Annette, André, Louis, Eric, Alain
Annette connaît la prison côté parloirs. Des parloirs d’une demi-heure en maison d’arrêt. Ça passe très vite une demi-heure. Des parloirs en centrale qui peuvent durer le temps d’un week-end. Pendant 8 ans elle s’est rendue là où Louis était incarcéré, pour lui parler, l’accompagner, « affronter la prison ensemble », faire l’amour quelques fois, « pas des prouesses ». Elle dit « quelle connerie d’arrêter de pleurer, ça va où les larmes quand tu les arrêtes ? ». Aujourd’hui elle chante et s’accompagne à la guitare. Elle écrit ses chansons. L’une d’elles dit : « Elle se ronge de l’intérieur Celle qui reste à l’extérieur ».
André, Eric, Louis et Alain connaissent la prison côté enfermement. Pour eux, les durées d’incarcération, de réclusion, de détention, de prison, derrière les barreaux, on ne sait pas quel terme employer, se comptent en décennies. On les nomme les « longues peines ». La peine, ce mot étrange qui signifie punition et chagrin en même temps. Comment ça se raconte une longue peine ? Comment vit-on « après l’ombre » ?
André totalise 35 ans de réclusion. Il a connu les maisons de redressement dès l’âge de 9 ans. Il a 73 ans aujourd’hui. En prison, il lui arrivait de se trancher les veines, histoire de passer quelques jours à l’hôpital, de sortir de sa cellule. Presque des vacances. Il sourit devant le gâteau d’anniversaire qu’on lui apporte. Sa joie semble profonde. Il dit que c’est le plus bel anniversaire de sa vie. Il semble apaisé, solide. Dans le spectacle en préparation, il cite la chanson d’Édith Piaf « Non rien de rien, non je ne regrette rien, ni le bien qu’on m’a fait, ni le mal, tout cela m’est bien égal ».
Eric n’a pas parlé pendant 9 ans.
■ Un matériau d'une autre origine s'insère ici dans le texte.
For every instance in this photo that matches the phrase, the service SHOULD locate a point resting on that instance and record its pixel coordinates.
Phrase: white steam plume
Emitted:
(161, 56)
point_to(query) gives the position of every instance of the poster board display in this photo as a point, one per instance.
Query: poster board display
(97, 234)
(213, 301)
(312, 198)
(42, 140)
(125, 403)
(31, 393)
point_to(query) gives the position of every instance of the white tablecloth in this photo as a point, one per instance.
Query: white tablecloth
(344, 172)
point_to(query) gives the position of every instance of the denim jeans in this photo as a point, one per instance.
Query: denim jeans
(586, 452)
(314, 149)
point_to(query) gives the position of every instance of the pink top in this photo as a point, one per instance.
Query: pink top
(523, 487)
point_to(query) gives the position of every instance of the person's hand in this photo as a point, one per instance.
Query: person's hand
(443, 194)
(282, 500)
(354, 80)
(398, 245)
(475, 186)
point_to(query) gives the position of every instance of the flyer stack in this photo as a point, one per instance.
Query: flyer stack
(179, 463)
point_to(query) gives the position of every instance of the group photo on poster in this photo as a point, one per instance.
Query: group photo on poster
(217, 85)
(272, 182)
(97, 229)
À l’isolement il ne rencontrait que son gardien. Il n’avait simplement rien à lui dire. En 19 ans, il a connu 27 prisons différentes, maisons d’arrêt et centrales. Il se désole de ne pas pouvoir les nommer dans l’ordre. Il dit « au moins j’ai vu du pays ». Il raconte les difficultés pour obtenir d’être soigné. En sortant de prison, il avait perdu presque toutes ses dents. À l’isolement total, ses demandes pour voir un dentiste avaient été refusées. Aujourd’hui, il semble profiter de chaque instant. Dans la nature, près de la rivière, il photographie les oiseaux.
Vingt ans après sa sortie, Louis n’arrive toujours pas à faire confiance. Il hésite à raconter une nouvelle fois son histoire. Il a déjà publié un livre écrit pendant sa dernière détention Retour à la case prison. Sur scène, il craint un trop-plein d’émotion. Il n’a pas vu le soleil pendant cinq ans. Sa cellule avait une petite fenêtre orientée plein nord. Dans la cellule d’après, il s’est fait mal aux yeux à force de fixer cette boule de feu qui lui avait manqué. En prison, il a fait les études qu’il n’a pas pu faire adolescent. Il dit qu’à l’époque il n’a pas eu le choix, que ça lui a semblé insupportable, qu’il s’est révolté, est entré en délinquance et a récidivé. C’est fini maintenant. Il s’exprime avec clarté et douceur, mais la colère n’est pas loin.
Alain est sorti plus récemment. En prison, en écoutant comme chaque jour la radio, il a appris que son fils avait été tué suite à un cambriolage. Antoine avait 15 ans. Alain n’a pas obtenu une permission de sortie pour l’embrasser une dernière fois. Son avocat s’est démené, rien n’y a fait. Dans sa cellule, il marchait sans arrêt. Six pas et demi dans un sens, demi-tour, six et demi dans l’autre. Aujourd’hui il marche de long en large sans cesse. Il ne compte plus les pas, aucun mur ne l’arrête, mais il n’est pas sûr qu’il sache où aller. Il dit qu’il a tout perdu. De son passé, il lui reste les lunettes de sa mère décédée.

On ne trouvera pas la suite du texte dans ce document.